Discord itself supports controlling who can use slash commands through its permissions system (and it’s worth doing that at the Discord layer, not just in the bot). (Discord)

This is the key mental shift: even if the model runs locally and the gateway isn’t public, Discord is still a big input funnel. Treat it like an API surface: least privilege, explicit allowlists, and “assume someone will paste something dumb eventually.” OWASP’s guidance maps well here: prompt injection is not rare, and the best defenses are limiting what the model can do when it gets it wrong. (OWASP)

5. Sandboxing and tool restriction

Once the agent was wired to Discord and running a small model, the real risk wasn’t wrong/bad answers. It was uncontrolled side effects. This is where sandboxing becomes essential.

In OpenClaw, sandboxing means session-level isolation for tool execution. Each conversation runs inside a constrained environment, with no access to the host filesystem or other sessions. If the model does something wrong, the impact is contained.

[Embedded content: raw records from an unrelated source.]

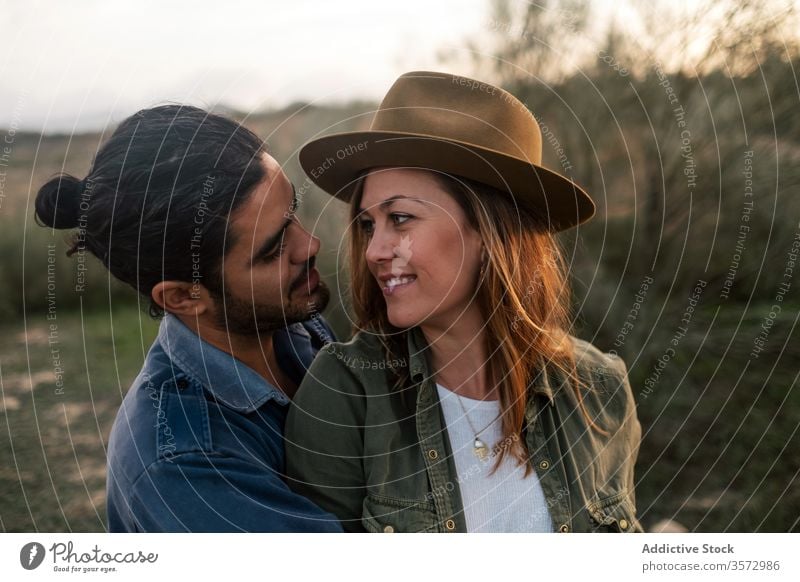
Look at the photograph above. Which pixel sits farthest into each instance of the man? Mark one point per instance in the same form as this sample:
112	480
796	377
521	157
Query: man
187	208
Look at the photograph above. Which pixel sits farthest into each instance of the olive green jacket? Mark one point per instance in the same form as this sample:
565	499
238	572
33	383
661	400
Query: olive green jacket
379	458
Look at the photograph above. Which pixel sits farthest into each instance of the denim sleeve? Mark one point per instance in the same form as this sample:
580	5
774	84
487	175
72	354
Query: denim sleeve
197	492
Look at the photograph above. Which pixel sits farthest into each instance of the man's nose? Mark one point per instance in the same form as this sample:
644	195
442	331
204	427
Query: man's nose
309	245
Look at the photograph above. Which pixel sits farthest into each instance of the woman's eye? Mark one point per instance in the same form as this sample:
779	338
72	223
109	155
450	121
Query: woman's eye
365	226
400	218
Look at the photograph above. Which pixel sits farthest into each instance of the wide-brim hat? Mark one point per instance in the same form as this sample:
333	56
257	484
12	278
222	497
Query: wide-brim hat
455	125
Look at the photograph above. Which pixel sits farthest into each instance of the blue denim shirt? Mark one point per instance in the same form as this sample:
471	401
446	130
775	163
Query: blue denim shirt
197	444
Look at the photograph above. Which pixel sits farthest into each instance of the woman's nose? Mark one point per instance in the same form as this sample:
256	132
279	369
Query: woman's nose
380	247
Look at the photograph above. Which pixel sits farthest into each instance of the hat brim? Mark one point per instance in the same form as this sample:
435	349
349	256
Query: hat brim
334	163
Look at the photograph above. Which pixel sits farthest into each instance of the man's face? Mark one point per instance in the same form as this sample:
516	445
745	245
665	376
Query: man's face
269	274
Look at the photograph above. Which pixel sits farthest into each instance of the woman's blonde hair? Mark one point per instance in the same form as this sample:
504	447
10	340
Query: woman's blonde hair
523	294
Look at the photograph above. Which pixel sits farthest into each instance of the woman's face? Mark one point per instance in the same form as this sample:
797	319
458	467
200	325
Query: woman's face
421	248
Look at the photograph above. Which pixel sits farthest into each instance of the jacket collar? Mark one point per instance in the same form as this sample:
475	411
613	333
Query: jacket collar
420	368
227	379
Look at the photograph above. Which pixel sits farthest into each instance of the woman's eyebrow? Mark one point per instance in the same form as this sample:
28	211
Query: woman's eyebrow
392	199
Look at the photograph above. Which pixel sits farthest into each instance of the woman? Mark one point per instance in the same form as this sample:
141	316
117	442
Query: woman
462	403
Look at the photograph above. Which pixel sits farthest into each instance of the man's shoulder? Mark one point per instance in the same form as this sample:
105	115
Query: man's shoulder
164	414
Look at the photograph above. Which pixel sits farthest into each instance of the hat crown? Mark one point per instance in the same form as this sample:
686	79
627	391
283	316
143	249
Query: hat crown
460	109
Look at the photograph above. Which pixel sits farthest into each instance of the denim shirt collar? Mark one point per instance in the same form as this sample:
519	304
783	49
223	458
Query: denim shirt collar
420	369
227	379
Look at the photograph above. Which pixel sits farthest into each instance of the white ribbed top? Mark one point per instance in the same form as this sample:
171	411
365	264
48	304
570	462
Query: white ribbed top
506	501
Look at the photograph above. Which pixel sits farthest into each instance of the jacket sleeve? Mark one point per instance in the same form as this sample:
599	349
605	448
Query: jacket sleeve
324	440
202	492
632	430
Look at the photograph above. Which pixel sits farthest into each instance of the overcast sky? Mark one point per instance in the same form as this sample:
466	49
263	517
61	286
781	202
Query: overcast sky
84	63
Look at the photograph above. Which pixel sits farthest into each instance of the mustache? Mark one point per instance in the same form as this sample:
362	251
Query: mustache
303	276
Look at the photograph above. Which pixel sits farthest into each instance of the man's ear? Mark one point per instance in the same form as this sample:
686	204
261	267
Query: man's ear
182	298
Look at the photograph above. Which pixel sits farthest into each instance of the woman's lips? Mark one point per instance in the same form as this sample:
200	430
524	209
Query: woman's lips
397	284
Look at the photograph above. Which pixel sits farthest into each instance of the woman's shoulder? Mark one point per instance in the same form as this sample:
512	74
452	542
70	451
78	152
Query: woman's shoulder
360	364
592	361
364	344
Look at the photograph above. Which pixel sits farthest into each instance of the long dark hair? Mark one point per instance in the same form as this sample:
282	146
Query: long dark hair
156	201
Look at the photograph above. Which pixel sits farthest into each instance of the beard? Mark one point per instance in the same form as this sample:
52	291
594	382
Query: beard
248	318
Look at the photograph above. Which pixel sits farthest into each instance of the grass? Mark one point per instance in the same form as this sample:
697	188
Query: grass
53	441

Enabling sandboxing globally is a single configuration change:

openclaw config set agents.defaults.sandbox.mode all
openclaw config set agents.defaults.sandbox.scope session
openclaw config set agents.defaults.sandbox.workspaceAccess none

This follows OpenClaw’s sandboxing model, which prioritizes containment over perfect prevention (docs.openclaw.ai/sandbox).

The second part of the fix was disabling web-based tools. Web access is the most common prompt-injection vector in agent systems: arbitrary, attacker-controlled text gets fed directly into the model. This has been repeatedly demonstrated in both academic work and industry analyses of indirect prompt injection (arXiv:2507.14799).

In practice, this meant explicitly turning off web fetch and denying the entire web tool group:

openclaw config set tools.web.fetch.enabled false
openclaw config set tools.deny '["group:web","browser"]'

The last item to complete the fix was to add a rate limiting on the auth attempts on the gateway

openclaw config set gateway.auth.rateLimit '{ "maxAttempts": 10, "windowMs": 60000, "lockoutMs": 300000 }'

This means that there are a max of 10 failed attempts per minute and it locks out for 5 minutes after that.

After these changes:

Tool execution became more predictable
Web-based injection paths were removed
OpenClaw’s built-in security audit reported zero critical or warning findings

This matches OWASP’s guidance for LLM applications: assume prompt injection will eventually happen, and focus on reducing blast radius instead of relying on model behaviour alone (OWASP LLM Top 10).

6. Takeaways

A few clear lessons came out of this setup:

Local LLMs are not automatically safe just because they are self-hosted
Discord is an attack surface, not just a chat UI
Small models like Qwen3 8B are efficient, but need more guardrails
Sandboxing matters more than model choice
Removing web access dramatically reduces risk
Separating Ollama and OpenClaw hosts improves resilience, not security

Most of these conclusions line up with existing research and security guidance. Prompt injection, permission drift, and over-trusted tools are expected failure modes, not edge cases (OWASP Prompt Injection Cheat Sheet), (arXiv:2410.23308).

The takeaway is simple: once an LLM can act, it must be treated like infrastructure. With sandboxing, explicit allowlists, and tool restrictions, a local agent can be both powerful and reasonably safe — but only if security is part of the design from the start.